Now that the market’s made such a severe correction, some investors believe now’s the time to buy tech stocks while valuations are, compared to this time last year, relatively tame.

However, Statman said the historical data doesn’t support what he calls this “illusion of validity.”

After tracking the performance of the stock market from 1873 to 1998, Statman discovered that in years that produced above-median returns most of the stocks had relatively high price-to-earnings ratios. Those years that began with low price-to-earnings ratios tended to conclude with lower returns.
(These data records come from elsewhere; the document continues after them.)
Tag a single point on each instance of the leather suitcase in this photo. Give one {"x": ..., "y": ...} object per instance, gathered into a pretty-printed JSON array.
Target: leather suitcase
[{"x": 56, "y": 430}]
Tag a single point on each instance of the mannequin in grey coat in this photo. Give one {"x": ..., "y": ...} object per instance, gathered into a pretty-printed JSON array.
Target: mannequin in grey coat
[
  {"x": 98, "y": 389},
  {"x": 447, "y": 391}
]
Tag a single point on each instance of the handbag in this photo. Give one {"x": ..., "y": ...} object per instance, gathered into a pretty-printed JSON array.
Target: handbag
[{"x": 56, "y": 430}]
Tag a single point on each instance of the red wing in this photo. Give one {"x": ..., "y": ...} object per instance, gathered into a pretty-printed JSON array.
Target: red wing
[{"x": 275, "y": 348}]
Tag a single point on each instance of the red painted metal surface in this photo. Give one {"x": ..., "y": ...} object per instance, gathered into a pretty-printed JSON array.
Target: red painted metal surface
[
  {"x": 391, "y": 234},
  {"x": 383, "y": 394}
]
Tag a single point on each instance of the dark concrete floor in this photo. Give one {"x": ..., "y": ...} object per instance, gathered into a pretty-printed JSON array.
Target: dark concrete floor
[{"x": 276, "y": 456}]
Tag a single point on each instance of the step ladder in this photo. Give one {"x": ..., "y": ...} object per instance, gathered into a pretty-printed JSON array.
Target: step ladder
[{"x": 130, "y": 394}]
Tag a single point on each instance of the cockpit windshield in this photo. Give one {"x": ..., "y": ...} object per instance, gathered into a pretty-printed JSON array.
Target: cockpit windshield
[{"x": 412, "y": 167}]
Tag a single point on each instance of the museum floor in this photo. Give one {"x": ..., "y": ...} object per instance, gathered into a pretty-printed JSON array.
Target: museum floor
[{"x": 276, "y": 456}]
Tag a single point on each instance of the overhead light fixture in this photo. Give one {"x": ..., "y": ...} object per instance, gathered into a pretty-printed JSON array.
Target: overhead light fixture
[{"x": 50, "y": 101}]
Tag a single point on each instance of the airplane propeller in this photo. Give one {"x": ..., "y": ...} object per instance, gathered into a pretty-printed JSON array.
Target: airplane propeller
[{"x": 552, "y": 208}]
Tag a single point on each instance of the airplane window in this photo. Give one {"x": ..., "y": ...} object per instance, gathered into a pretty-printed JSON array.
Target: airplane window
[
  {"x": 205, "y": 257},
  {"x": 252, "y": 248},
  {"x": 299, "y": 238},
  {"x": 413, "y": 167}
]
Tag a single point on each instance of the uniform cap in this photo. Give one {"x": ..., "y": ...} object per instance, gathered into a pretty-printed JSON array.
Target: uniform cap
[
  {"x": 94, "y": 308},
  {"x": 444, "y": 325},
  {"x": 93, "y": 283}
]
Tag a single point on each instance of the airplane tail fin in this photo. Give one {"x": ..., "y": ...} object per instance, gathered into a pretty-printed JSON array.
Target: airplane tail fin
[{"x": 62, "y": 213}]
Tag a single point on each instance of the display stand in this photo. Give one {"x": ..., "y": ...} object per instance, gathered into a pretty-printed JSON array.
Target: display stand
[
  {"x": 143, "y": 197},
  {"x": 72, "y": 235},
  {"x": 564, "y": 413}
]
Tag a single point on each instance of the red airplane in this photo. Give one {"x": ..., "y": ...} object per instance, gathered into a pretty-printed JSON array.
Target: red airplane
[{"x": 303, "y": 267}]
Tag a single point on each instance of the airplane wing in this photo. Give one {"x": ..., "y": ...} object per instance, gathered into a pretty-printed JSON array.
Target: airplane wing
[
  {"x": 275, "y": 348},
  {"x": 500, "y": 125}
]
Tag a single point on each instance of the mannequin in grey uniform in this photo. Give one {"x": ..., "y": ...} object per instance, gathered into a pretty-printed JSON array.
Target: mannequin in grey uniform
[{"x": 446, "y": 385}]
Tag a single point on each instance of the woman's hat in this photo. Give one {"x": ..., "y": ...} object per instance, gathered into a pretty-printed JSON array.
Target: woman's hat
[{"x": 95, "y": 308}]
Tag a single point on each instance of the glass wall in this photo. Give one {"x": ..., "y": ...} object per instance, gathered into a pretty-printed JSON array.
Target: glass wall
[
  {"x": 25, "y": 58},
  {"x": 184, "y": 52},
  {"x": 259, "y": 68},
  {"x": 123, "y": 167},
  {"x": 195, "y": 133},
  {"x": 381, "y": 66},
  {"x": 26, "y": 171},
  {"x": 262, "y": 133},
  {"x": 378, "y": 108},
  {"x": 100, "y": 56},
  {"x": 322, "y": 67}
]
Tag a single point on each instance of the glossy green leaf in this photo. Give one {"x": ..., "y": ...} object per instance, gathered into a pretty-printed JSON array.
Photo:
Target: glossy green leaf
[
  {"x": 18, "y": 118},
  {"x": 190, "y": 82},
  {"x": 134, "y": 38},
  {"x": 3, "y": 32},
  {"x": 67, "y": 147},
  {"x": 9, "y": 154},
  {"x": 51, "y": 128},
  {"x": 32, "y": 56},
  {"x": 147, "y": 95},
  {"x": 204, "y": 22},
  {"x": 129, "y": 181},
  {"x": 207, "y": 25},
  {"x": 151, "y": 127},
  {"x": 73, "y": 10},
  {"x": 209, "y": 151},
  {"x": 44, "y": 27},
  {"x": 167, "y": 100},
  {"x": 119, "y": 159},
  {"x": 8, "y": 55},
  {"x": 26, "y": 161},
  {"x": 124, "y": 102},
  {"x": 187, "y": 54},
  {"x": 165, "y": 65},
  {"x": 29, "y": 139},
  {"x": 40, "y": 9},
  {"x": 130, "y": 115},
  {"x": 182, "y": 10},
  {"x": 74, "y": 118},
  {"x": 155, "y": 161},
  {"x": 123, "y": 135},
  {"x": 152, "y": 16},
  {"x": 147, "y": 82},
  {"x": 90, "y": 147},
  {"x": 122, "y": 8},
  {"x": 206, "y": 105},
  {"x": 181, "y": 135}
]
He concluded that often there’s a damn good reason why P/E ratios are so high, usually because the economy has improved dramatically and investors hadn’t grasped just how much it had improved. Conversely, if the P/E ratios were lower, it was usually indicative of a slowing economy.

Second-guessing is an unavoidable occupational hazard for traders. But with this wealth of information from the electronic media, real-time quotes and in-depth analysis, why do average investors with so much at stake continue to repeat their mistakes?

“People put themselves at risk for all kinds of reasons,” Statman said. “But trying to convince someone not to do something that’s not very smart is quite difficult. When you’re talking about egos and pride and status, it’s almost impossible to convince someone they’re making a big mistake.”